Berwick, who popularized the Triple Aim as president and CEO of the Institute for Healthcare Improvement before heading up CMS on an interim basis during the Obama administration, also discussed the issues of cost and efficiency that are familiar turf to ACOs. COVID-19 has shown that the healthcare system is capable of changing quickly (“we can move quickly when we need to”), he noted, despite the usually very slow pace of change. Berwick joined the chorus of praise for the move to virtual care and said “it is working great.” And he described the search for answers to clinical questions about COVID-19 as a “search for standards” and a sharing of knowledge, in contrast to needless practice variability that he and others view as a source of waste.

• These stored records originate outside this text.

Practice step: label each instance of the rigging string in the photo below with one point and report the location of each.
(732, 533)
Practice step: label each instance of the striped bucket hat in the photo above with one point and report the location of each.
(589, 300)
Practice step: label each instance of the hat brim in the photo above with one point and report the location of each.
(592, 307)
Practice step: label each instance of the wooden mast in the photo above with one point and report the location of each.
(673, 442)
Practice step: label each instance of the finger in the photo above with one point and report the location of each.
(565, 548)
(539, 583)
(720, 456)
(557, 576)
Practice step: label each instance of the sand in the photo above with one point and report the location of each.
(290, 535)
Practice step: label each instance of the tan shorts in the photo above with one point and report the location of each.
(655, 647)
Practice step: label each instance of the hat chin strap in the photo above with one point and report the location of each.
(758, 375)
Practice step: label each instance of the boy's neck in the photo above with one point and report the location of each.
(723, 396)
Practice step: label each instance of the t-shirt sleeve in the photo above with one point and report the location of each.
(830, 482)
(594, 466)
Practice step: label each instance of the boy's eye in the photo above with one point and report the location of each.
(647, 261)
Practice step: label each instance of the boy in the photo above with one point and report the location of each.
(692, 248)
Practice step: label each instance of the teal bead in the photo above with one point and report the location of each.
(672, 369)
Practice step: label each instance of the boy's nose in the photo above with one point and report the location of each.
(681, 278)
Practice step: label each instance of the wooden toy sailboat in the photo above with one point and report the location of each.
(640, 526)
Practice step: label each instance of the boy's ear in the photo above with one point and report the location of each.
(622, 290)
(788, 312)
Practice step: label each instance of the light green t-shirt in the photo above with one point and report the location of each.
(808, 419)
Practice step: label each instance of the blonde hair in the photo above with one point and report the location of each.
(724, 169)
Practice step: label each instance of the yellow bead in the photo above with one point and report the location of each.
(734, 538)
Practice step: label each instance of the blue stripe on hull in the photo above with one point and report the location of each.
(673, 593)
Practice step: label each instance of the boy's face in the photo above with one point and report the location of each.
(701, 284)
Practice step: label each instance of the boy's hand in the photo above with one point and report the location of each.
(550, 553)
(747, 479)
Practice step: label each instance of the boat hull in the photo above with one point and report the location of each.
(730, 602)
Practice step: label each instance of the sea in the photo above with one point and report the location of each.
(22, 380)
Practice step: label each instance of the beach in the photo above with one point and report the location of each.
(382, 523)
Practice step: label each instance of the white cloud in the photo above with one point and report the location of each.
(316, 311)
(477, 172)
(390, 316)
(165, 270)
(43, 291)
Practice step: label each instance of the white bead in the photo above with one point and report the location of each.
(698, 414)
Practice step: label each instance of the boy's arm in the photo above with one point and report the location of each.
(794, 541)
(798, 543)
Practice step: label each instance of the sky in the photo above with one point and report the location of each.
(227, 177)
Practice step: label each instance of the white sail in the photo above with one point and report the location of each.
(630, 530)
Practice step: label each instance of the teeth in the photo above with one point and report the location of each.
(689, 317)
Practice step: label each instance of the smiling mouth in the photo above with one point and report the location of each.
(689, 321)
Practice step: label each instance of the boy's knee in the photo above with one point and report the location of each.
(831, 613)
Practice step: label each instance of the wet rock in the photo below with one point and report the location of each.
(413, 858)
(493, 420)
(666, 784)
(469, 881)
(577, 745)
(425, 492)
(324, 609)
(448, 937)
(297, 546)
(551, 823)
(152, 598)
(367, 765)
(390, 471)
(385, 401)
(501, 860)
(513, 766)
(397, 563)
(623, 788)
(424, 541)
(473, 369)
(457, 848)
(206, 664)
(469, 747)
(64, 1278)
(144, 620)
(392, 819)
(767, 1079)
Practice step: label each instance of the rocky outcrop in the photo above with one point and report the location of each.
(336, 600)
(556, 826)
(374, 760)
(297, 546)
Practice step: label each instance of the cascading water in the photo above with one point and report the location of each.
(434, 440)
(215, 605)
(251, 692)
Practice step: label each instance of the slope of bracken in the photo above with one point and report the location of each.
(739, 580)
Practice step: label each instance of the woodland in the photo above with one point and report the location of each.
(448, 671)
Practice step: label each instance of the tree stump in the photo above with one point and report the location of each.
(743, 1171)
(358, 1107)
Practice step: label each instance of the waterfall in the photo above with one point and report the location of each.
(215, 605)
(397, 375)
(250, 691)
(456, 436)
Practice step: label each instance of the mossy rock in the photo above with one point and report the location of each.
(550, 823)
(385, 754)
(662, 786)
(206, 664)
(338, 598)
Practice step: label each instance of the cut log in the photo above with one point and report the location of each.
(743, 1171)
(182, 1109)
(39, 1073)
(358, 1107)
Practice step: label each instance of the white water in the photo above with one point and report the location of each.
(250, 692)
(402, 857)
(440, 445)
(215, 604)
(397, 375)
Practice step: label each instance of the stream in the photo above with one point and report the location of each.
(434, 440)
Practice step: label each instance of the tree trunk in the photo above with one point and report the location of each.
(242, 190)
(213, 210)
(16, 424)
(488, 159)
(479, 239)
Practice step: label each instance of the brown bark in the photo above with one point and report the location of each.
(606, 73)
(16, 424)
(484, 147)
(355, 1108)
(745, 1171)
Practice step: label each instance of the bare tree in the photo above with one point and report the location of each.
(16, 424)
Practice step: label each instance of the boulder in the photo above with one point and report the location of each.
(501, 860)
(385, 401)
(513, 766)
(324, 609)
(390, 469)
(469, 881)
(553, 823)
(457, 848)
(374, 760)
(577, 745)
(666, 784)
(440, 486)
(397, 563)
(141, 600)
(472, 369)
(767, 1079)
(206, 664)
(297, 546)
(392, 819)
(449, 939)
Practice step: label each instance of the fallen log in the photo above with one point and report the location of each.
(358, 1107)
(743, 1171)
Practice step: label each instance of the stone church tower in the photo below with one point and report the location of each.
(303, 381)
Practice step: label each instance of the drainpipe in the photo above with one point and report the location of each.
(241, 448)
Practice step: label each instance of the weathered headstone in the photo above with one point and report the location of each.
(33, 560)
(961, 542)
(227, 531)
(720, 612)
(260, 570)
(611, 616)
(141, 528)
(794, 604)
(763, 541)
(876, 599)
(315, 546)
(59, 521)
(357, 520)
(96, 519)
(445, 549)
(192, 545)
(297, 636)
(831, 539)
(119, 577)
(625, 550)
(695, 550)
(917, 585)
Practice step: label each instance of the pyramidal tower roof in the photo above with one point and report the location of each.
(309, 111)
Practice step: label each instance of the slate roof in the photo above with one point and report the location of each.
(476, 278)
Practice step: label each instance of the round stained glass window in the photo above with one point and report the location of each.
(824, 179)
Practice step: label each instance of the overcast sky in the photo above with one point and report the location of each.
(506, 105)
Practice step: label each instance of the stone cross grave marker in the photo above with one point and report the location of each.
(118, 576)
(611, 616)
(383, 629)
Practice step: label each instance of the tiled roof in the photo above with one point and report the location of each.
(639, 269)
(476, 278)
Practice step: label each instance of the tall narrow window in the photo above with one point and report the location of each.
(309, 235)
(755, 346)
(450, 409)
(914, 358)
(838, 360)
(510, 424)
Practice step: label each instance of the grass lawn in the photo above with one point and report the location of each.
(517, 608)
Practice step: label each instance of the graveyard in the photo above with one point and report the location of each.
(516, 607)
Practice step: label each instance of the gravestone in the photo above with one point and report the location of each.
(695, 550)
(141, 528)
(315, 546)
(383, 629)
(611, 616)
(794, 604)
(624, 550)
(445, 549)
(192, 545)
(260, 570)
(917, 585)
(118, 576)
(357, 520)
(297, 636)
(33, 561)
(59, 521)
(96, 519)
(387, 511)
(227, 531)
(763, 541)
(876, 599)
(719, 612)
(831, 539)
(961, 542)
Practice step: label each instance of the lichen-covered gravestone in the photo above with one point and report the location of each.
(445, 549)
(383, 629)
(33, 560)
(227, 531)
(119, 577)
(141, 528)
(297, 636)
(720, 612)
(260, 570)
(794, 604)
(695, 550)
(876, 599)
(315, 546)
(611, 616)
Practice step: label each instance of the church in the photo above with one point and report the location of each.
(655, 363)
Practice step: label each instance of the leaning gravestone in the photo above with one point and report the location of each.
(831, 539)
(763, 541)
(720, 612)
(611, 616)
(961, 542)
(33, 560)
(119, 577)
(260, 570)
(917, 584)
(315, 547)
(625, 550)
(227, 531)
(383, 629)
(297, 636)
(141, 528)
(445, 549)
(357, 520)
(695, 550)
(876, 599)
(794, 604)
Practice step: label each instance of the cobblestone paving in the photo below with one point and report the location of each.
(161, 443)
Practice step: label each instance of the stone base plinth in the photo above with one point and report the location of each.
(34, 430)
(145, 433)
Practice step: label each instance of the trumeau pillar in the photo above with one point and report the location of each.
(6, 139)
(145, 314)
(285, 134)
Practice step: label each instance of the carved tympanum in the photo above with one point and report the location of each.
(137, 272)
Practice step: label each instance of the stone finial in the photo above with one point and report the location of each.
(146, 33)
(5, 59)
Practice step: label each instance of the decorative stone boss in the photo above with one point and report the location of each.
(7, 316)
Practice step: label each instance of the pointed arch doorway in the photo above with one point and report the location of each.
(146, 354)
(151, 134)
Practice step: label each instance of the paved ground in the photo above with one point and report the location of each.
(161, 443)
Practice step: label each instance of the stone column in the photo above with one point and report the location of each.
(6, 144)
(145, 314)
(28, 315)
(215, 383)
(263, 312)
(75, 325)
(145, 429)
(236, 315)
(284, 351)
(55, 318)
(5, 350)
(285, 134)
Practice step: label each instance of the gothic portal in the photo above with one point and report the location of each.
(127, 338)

The sudden drop in emergency department visits and elective surgeries shouldn't become a missed opportunity for assessing healthcare value and waste, in Berwick's view. “I hope we have a pause here and say, ‘Wait a minute, wait a minute. What of the stuff that didn’t happen turned out that we really didn’t need to do it in the first place?’”
Excess use of in-person healthcare visits are a form of overtreatment, said Berwick, who referred to his 2012 article in JAMA that estimated that $910 billion annually, or 34%, of U.S. healthcare spending is wasteful, and to a reprise of that article last year by William Shrank, M.D., and his colleagues that arrived at a proportion of 25%. Shrank is Humana’s chief medical officer and a member of the Managed Healthcare Executive® editorial advisory board. “Guys," he said to the online NAACOS audience, "we are looking a trillion dollars that could be redevoted to things that really matter if we really found a way to get rid of overtreatment, if we strongly coordinated care, if we stopped hurting patients with injuries in care and unreliability, if we simplified administration, if we got prices under control, and if we stopped fraud.”
Related:Can Physicians Reduce Waste
Berwick put race in the context of social determinants of health, poverty and COVID-19.
He called healthcare a “repair shop - it doesn't cause health." Berwick added later, "What we have been doing for decades I can’t call it anything but stupid. We keep fixing the damage instead of moving to the causes." Many health problems are “products of conditions in the environment, including housing, transportation, food security - you know the list - and racism," he said.
Berwick also linked race, inequity and poverty. Berwick showed a slide listing povery rates: 19% among Latinos, 22% among blacks and 26% among Native Americans. “We live in a country in which there is another country.”
COVID-19 has disproportionately affected African Americans; Berwick mentioned the “COVID window into inequity,” and shared data demonstrating the unequal effect of the disease. “Inequity was a killer. Racism was a killer in the COVID epidemic,” he said.